The lrtest works as well, and one can also compute McFadden's pseudo R-squared, although in nested models, a direct comparison of the log-likelihoods will provide the same information as obtained from a comparison of pseudo R-squared statistics.
Comment
Martin Orr

Join Date: Oct 2018

Posts: 15
#3

16 Oct 2018, 11:57

Originally posted by Andrew Musau View Post

gllamm is from SSC. You are asked to specify the source of user-written commands.

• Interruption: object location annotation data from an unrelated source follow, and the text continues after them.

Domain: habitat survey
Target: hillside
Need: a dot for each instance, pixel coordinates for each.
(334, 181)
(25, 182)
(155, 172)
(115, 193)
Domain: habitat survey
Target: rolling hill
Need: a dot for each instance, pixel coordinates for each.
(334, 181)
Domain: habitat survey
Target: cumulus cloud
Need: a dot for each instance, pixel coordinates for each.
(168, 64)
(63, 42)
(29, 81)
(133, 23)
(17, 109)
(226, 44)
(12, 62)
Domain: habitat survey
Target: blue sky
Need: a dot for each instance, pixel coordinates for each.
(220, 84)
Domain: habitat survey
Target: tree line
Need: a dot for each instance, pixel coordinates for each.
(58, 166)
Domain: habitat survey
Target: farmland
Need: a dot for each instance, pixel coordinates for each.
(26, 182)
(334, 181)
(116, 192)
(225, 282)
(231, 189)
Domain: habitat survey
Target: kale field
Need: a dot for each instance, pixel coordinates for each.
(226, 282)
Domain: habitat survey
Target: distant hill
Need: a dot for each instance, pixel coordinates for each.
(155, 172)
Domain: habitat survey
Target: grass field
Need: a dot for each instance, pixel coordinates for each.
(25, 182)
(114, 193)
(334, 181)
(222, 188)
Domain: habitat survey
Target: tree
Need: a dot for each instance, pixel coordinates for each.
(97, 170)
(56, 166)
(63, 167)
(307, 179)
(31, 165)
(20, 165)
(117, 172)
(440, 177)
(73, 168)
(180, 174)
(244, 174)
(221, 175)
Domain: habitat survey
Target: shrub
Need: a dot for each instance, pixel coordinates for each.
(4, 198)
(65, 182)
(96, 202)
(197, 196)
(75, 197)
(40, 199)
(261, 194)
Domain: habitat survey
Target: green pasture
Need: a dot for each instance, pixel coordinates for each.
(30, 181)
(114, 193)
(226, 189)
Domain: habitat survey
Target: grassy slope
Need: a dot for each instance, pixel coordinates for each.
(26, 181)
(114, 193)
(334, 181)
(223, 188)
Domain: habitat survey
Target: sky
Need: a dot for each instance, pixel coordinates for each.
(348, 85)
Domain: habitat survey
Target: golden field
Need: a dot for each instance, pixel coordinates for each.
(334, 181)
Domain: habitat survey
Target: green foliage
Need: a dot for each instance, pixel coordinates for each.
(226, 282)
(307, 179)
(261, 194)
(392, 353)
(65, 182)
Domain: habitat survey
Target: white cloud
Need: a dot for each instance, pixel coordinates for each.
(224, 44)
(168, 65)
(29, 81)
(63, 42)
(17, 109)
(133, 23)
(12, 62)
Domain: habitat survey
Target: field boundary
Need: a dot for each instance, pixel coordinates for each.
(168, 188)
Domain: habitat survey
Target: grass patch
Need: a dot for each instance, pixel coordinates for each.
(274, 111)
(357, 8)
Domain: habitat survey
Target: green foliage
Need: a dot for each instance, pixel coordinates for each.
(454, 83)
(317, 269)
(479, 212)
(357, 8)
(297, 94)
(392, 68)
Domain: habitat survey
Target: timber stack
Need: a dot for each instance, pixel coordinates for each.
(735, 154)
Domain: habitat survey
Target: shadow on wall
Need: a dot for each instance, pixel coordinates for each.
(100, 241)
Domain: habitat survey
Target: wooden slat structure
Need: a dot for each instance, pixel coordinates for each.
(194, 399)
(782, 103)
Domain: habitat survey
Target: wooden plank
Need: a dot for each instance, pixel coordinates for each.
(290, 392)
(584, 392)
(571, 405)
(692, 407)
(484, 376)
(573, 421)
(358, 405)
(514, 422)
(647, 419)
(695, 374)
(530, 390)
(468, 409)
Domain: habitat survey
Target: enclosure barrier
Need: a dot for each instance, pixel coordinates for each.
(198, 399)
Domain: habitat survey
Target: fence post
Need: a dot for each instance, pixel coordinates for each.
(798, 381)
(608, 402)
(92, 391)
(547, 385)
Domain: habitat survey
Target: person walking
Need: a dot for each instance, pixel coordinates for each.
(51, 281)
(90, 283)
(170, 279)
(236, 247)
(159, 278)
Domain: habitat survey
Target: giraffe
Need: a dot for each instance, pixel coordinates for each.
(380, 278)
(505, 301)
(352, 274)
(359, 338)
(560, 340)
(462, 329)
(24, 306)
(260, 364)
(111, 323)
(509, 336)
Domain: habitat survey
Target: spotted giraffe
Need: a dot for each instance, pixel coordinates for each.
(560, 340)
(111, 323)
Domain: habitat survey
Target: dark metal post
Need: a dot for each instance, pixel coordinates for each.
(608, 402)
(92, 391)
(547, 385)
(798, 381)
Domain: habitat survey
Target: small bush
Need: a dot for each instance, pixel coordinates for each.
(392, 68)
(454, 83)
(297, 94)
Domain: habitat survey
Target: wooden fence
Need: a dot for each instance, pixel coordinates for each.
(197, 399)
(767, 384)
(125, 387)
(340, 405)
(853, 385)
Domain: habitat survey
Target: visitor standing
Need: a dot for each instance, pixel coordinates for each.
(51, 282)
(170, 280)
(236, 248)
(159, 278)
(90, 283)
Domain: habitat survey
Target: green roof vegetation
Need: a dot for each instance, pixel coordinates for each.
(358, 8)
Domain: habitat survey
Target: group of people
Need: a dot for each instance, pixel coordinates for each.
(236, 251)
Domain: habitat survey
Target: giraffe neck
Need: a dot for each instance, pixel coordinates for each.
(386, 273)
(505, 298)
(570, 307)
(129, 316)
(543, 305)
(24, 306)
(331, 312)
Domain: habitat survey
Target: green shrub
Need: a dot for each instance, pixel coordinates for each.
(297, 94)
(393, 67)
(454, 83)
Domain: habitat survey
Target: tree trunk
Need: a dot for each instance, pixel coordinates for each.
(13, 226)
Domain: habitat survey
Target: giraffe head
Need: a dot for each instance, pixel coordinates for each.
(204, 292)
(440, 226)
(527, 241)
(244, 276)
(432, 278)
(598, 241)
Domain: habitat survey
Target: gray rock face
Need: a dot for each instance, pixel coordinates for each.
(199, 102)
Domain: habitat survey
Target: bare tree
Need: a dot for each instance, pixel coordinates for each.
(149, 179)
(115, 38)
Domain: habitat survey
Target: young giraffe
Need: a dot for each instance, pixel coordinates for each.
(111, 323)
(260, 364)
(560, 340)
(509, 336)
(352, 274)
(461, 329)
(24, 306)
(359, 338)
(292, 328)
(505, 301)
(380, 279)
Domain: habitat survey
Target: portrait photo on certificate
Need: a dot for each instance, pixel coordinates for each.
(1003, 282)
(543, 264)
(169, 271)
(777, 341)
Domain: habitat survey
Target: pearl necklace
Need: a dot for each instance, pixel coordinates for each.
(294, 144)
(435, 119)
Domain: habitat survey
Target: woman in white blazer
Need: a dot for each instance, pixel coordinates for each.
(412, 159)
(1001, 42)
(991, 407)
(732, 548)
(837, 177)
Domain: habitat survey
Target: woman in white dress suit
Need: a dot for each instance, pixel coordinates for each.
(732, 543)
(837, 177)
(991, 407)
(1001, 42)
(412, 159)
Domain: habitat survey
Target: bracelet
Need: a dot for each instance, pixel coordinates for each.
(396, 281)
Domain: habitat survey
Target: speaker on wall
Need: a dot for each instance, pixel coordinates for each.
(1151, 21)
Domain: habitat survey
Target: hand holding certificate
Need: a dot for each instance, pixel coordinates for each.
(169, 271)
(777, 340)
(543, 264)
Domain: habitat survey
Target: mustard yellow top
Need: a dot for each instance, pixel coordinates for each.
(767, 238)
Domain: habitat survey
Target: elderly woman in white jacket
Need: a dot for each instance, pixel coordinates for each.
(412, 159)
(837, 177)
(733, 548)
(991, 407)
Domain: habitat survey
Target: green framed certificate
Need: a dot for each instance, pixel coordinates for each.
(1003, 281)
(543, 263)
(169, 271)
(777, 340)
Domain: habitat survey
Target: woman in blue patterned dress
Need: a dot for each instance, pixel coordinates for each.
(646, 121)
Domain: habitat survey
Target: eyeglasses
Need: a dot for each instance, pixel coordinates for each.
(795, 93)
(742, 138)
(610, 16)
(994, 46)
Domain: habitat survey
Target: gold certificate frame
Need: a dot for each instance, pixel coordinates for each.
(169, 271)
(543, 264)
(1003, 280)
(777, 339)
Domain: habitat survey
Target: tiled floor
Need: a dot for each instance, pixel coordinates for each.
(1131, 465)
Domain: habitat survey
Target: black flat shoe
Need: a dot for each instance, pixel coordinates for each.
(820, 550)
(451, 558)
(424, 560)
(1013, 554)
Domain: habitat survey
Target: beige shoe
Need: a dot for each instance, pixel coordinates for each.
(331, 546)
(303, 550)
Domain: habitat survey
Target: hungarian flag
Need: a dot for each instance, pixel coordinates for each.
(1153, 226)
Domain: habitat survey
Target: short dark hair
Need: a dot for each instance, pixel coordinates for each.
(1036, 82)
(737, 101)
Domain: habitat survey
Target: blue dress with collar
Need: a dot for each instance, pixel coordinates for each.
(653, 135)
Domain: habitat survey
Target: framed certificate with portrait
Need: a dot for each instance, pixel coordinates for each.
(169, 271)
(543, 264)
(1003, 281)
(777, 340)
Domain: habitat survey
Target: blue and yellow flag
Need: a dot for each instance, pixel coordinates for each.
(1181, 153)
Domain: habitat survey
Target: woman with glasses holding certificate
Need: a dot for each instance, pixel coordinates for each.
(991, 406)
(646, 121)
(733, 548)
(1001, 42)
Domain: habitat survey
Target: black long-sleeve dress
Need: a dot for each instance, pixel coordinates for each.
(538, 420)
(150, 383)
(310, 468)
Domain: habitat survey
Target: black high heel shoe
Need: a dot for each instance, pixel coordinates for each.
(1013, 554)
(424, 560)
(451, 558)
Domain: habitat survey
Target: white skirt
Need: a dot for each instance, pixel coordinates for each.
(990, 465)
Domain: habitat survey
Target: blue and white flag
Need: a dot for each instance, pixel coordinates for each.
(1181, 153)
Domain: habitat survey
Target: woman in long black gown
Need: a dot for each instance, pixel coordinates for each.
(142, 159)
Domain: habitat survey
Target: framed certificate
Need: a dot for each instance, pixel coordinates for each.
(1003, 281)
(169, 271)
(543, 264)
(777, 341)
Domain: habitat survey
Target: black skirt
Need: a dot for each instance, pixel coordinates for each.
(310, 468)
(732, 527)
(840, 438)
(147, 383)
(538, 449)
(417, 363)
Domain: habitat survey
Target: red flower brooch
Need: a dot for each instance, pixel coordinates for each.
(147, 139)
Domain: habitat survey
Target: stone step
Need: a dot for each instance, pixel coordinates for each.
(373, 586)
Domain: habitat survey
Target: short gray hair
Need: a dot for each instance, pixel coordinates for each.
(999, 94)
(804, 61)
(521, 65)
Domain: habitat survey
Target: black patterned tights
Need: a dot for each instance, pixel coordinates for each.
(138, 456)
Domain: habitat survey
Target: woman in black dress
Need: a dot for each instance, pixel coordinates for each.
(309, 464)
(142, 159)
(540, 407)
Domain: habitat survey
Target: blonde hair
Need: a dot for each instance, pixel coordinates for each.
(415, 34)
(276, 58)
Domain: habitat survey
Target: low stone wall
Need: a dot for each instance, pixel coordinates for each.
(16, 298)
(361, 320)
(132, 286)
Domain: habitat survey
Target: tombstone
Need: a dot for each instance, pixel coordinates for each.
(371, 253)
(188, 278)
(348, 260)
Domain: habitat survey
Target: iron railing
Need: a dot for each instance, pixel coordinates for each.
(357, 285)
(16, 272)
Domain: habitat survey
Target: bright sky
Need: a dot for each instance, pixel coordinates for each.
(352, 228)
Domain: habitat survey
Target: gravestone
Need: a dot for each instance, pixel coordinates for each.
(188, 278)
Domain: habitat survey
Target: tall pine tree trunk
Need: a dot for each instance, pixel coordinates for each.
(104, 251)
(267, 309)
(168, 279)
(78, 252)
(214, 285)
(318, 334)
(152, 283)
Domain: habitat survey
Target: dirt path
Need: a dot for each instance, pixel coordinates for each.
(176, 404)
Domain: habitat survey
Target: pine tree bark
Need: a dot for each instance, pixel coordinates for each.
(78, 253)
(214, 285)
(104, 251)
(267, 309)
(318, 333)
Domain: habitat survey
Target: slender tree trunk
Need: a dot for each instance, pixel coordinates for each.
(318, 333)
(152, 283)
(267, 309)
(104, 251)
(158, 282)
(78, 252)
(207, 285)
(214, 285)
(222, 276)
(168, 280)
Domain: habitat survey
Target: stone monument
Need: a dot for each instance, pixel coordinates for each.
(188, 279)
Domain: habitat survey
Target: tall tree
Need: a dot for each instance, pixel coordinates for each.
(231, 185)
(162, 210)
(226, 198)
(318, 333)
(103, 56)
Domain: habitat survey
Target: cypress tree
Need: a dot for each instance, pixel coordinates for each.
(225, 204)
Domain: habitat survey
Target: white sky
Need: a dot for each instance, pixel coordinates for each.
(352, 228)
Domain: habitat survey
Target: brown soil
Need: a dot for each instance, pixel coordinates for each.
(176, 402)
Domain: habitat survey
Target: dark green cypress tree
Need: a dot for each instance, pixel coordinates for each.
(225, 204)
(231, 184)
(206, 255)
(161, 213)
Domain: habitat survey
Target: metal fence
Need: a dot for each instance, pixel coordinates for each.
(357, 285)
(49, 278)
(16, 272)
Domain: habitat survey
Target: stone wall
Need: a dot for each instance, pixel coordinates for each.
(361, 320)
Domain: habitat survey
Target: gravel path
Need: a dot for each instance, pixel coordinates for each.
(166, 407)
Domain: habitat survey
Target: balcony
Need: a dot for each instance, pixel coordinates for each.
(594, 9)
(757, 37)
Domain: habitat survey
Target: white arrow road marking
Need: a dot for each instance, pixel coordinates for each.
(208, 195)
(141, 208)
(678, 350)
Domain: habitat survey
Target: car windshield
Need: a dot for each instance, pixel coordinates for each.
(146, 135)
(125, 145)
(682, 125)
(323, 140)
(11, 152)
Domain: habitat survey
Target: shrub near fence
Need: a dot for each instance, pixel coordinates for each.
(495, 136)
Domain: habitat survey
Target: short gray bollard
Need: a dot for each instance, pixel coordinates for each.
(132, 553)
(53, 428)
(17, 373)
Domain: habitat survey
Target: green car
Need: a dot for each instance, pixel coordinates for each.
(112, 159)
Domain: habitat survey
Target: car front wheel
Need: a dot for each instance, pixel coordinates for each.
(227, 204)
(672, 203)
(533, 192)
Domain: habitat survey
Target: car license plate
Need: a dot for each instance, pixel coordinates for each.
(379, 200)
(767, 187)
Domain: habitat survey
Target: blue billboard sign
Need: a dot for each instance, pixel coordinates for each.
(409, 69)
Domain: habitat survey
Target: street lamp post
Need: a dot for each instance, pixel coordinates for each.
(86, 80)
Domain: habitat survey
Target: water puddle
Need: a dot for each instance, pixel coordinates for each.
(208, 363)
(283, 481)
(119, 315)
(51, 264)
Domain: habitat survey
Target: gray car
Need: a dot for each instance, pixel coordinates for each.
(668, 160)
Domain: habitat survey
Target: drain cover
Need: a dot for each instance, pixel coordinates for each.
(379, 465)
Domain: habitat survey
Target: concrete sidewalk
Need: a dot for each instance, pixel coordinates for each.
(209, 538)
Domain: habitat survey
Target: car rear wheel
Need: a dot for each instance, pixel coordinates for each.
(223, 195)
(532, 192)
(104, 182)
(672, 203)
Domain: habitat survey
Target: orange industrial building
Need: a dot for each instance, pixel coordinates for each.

You do not need a model selection criterion for this. If you have continuous age and income variables, you should use these because categorizing them is throwing away information. Sometimes, the individuals who conduct a survey may frame their question in such a way as the responses are categorical. In such a case, you do not have a choice but to use the variable as is. But in your case, can you come up with any good reason for wanting to categorize your variables? For anyone following this thread, the standard model selection criteria, i.e., AIC and BIC are available after running glamm. Just type

Code:

estat ic

The lrtest works as well, and one can also compute McFadden's pseudo R-squared, although in nested models, a direct comparison of the log-likelihoods will provide the same information as obtained from a comparison of pseudo R-squared statistics.

My original model was continuous but I wanted to test if there was a non linear relationship, that is why I switched to categorical. Income didn't become significant, but I also want to try another type of sensitivity analysis which would involve me restricting the sample size, do you think I should return back to the continuous measure for this test? Also what do you mean throwing away information?

Also when I type estat ic I get an error message reading type mismatch that's why I only looked to the log likelihood value

Last edited by Martin Orr; 16 Oct 2018, 12:00.
Comment
Andrew Musau

Join Date: Oct 2014

Posts: 10078
#4

16 Oct 2018, 12:43

Also what do you mean throwing away information?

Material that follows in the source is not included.